Si vous faîtes des prototypes ou des maquettes en Java, soignez la présentation. Prenez 20 minutes pour chercher une feuille de style et quelques icônes afin que votre prototype soit sympa. L’aspect compte énormément pour les personnes qui ne sont pas techniques. Elles regardent vos écrans, vous expliquez votre superbe intégration de Drools avec Grails, mais elle, elle ne voit que cette page HTML moche qui ressemble à un kleenex sale plutôt qu’à son futur site Internet.
Je vais vous parler de vous. Lorsque j’avais ce matin cette petite brochure sur ces futurs appartements dans ma ville, en fait j’ai été rassuré de voir la qualité de la cuisine, l’environnement, la belle façade du bâtiment. Du coup je ne me suis pas interrogé si le plombier a posé du PER ou du cuivre dans la salle de bain. Je ne me suis pas demandé s’il y aura des prises RJ45 dans le salon, si finalement les fenêtres sont en double ou triple vitrage. J’ai été rassuré par l’illustration. Je n’y connais rien en construction de bâtiment, je vous fais confiance. Par contre si votre immeuble de haute-qualité environnemental est moche, je ne l’achèterai pas.

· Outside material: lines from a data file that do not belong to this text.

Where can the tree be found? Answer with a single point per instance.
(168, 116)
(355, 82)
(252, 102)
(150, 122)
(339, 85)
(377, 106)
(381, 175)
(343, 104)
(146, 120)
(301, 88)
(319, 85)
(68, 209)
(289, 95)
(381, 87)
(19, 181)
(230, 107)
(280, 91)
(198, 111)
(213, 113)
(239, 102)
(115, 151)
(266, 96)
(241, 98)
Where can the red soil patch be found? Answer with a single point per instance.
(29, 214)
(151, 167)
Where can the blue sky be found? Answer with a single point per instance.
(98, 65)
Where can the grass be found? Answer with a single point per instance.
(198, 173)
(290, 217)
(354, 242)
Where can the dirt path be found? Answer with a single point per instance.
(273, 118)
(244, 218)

Et bien c’est peut-être la même chose entre vous, développeur, et votre client qui n’est pas développeur. Pensez-y.
Lorsque vous rédigez de la documentation, vous rassurez vos partenaires car vous montrez que vous avez pris le temps de capturer ce qui fera le coeur de la Startup. Cette documentation peut vous faire réfléchir sur le projet. Elle peut vous permettre de vous dire qu’il vous faut 5 développeurs. Je me rends compte que je suis entrain d’écrire un « Business Plan Technique » afin d’aller le présenter aux responsables de la Startup. Moi aussi je suis à la recherche de crédits-développeurs et de crédits-achats de machine. Et c’est finalement ces quelques documents écrits en une semaine qui vont me servir pour faire tout cela.
Alors oui nous ferons du Scrum, mais lorsque nous aurons une équipe. Et maintenant nous pouvons justifier qu’il faut 4 développeurs par exemple…
Suite de mes aventures au prochain numéro.
0 no like
Salut le touilleur,
Meilleurs voeux et le plein de réussite dans tes nouvelles aventures.
En 2010 j’avais pris comme résolution de ne pas être tout le temps d’accord avec toi.
Et bien c’est raté et une fois de plus je te soutiens dans ce que beaucoup appèleront « Scrum but » mais qui s’avère la pratique la plus pragmatique du moment.
J’ai fait un premier bilan sur la dizaine de projets Scrum que nous avons mené en 2009 et je m’aperçois que les projets les plus performants sont les forfaits agiles sur lesquels on a commencé par chiffrer puis spécifier avant d’accepter du changement au fil des sprints.
Je n’ai pas de chiffres divulgables pour l’instant mais je vais essayer d’en extraire.
Dernier point important souvent négligé dans le Manifeste Agile : « Working software over comprehensive documentation »
« Over » ne veut pas dire « à la place » mais « au dessus »
Donc le must reste un projet construit par sprints et documenté.
Just my 2 cents
Geoffray
oh mon dieu !
Attention, bientôt tu vas faire du RUP si ca se trouve !
Resiste ! ne tombe pas dans le coté obscure du management de projet 😉
Plus sérieusement, je pense que c’est important d’avoir cette bonne base pour commencer un projet et réussir les sprints à venir.
Samuel
Je trouve que ce qu’il en ressort tout de même c’est que tout ce travail est fait pour les autres et pas vraiment pour le projet.
Sans doute, ça ne peut pas être évité dans ton contexte.
Néanmoins, je me demande si les partenaires ne devraient pas faire l’effort de se passer de « jolies » documents qui au final ne servent pas le projet en lui-même.
Punaise, ça fait du bien un article du Touilleur. Ca motive ses troupes à bosser dans le bon sens! Je suis entièrement d’accord sur toute la ligne : le chiffrage macro, la doc pour rassurer la direction (juste ce qu’il faut – de toute façon, si quelqu’un du management la consulte, il la survolera à peine comme la pub pour tes apparts), la maquette soignée. Je dis oui et j’en redemande! Merci.